Kurzstrecke Unterwegs

Heidelberg – Mannheim – Speyer, Kurztrip

Ich bin diesen Monat nicht zum Wandern gekommen. Arbeit, Freunde, und Familie sind eben manchmal doch wichtiger. Da ich aber am Freitag in Heidelberg sein will, dachte ich mir dass ich das Wochenende zu Fuß verbringen möchte.

Ein Pilgerweg ist es nicht, das steht fest. Stattdessen werde ich, erst immer am Neckar, dann am Rhein, laufen. Und statt den geplanten 120 Kilometern in drei Tagen halt nur 50 in zwei laufen. Das ist immer noch etwas Entspannung und ein Versuch, nicht aus der Übung zu kommen.
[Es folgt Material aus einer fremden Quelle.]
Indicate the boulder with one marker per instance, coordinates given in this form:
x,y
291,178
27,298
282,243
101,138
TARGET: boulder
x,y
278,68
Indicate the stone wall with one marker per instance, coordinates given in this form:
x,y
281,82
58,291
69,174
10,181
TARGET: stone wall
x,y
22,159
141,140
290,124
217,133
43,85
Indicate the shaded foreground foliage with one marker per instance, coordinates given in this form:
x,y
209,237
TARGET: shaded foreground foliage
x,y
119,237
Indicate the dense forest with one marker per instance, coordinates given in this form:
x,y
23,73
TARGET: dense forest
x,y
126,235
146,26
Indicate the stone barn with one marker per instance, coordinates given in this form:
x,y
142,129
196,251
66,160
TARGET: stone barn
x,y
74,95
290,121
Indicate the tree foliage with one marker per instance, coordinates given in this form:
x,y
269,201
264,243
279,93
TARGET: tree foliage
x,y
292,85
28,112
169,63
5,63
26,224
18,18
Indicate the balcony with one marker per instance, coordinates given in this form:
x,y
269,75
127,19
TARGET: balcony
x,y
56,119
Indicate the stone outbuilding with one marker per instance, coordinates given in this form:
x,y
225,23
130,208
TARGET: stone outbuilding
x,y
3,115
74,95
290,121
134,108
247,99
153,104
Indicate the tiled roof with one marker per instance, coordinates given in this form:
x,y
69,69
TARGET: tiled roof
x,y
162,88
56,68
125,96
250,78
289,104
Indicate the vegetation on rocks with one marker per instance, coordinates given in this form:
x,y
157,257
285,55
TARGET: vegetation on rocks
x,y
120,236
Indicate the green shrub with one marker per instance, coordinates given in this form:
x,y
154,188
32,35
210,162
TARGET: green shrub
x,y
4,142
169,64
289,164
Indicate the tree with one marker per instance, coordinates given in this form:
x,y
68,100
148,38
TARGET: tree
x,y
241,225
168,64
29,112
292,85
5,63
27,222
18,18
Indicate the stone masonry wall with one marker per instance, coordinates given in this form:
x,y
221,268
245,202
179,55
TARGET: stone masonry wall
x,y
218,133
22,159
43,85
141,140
Fehlen wird’s mir schon, das Gefühl am dritten und vierten Tag aufzustehen und mich auf das Laufen zu freuen. Ich habe die Erfahrung gemacht, dass der erste Tag so ein „Euphorie-Tag“ ist, da läuft man einfach, weil man sich freut, wieder auf den Beinen zu sein. Am zweiten Tag trägt einen noch die Vorfreude, und der dritte und vierte Tag sind dann die „kritischen“ Tage, an denen man sich schon einmal fragt, warum man das überhaupt macht. Aber das Überwinden genau dieser Fragen und dieses Gefühls, das ist es, was mir das Wandern so schön macht, und weshalb ich lieber Fernwandere, und das vier mal im Jahr, statt dreißig Tageswanderungen zu machen.

Meine alte Arbeitsstätte, das Psychologische Institut in Heidelberg

Ich wandere, weil es mir gut tut. Weil es, zumindest als Teil des Ganzen, meine Depression bekämpft, und weil es mir die Erfolge gibt, die mich für Wochen und Monate danach durch’s Leben treiben. Ich wandere, weil für jeden Schmerz, jede Enttäuschung, jedes böse Wort, welche das Gewimmel der Zeit auf uns wirft, zehn schöne Dinge unterwegs passieren. Ich wandere, weil meine Zeit mit mir, mir unheimlich wichtig ist.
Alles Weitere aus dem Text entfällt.